Published online by Cambridge University Press: 18 December 2015
Anthropologists have discovered ritual economies that use magical actions and spells in practical activities. These material practices draw on figurative reason that hardly corresponds to our honed rational models. I have explored such modes of economy in the field and learned about them through reports. But why investigate these forms of material life that do not measure up to our standards of rational action? We presume that economy is the site of sensible connections and instrumental practices. One Nobel laureate in economics, Douglass North, has even rejected the idea that ritual actions can be lasting solutions to the economic problem of sustaining life in an uncertain world. For him, economies filled with ritual must disappear in the face of more rational ways of securing a livelihood, because they have high transaction costs. Even before North, theorists of economy, such as the social historian Max Weber (1864–1920), asserted that with the rise of modernity and the spread of rational thought, we have shed our economic rituals.

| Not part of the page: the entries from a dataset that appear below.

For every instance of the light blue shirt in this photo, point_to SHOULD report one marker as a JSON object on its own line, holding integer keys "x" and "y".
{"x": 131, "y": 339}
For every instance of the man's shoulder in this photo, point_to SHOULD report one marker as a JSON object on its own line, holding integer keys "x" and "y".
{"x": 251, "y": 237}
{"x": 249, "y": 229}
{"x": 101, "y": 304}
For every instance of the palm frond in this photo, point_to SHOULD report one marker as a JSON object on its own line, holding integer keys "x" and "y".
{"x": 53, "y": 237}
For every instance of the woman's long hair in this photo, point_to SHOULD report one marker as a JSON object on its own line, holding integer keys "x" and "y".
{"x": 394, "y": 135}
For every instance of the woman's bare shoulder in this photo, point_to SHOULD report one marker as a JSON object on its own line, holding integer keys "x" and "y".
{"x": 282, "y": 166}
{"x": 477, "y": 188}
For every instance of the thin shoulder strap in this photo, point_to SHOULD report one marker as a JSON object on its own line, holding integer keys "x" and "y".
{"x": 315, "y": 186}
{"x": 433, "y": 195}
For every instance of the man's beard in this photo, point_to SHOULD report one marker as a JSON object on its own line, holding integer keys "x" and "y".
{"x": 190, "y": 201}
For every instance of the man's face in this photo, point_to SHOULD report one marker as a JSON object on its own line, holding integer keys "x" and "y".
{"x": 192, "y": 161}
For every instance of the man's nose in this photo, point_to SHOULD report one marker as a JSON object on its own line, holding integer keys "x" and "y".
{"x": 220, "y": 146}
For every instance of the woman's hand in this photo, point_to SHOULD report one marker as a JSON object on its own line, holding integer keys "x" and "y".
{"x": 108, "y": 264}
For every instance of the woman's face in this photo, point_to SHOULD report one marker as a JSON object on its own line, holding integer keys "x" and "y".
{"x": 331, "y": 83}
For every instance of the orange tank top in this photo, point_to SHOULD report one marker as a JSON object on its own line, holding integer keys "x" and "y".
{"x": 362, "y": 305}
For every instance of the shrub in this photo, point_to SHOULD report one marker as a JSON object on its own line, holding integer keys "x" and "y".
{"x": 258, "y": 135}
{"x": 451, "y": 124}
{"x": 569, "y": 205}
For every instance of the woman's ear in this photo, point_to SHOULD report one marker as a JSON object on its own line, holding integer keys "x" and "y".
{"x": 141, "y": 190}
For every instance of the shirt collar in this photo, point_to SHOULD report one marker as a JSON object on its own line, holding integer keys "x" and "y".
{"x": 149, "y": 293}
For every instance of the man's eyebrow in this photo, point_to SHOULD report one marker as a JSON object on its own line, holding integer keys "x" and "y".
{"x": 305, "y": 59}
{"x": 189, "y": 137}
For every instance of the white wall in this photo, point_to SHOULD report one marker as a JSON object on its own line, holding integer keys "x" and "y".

Such transaction costs in the economies anthropologists study are seemingly apparent to us, but they exist in high market economies as well where they are largely unrecognized. Figurative modes of reason fill gaps in high markets (and economic theory) by building connections. To see how spells and figurative connections work in material life, I turn first to what I mean by ritual and how it works in high relationship economies, where it can make social connections and support mutuality on which material life depends. Then, we will see how magical linkages and the casting of spells have a central place in market life where they connect the house and commercial spheres on which market life depends. I shall argue in later chapters, however, that in the more abstract spheres of finance and meta-finance the connection between ritual and economy evaporates as calculative reason becomes dominant.
Ritual reconnaissance
I use the word ritual to refer to the application of ritual reason in social relationships, but it has many more meanings. Figurative can mean a personal, repeated action or habit as in a ritual performed on arising or going to bed. Habits, such as opening a door in a certain way, knocking on wood, wishing good health when someone sneezes, saying “please,” or chewing with the mouth closed, are “economical” ways of acting.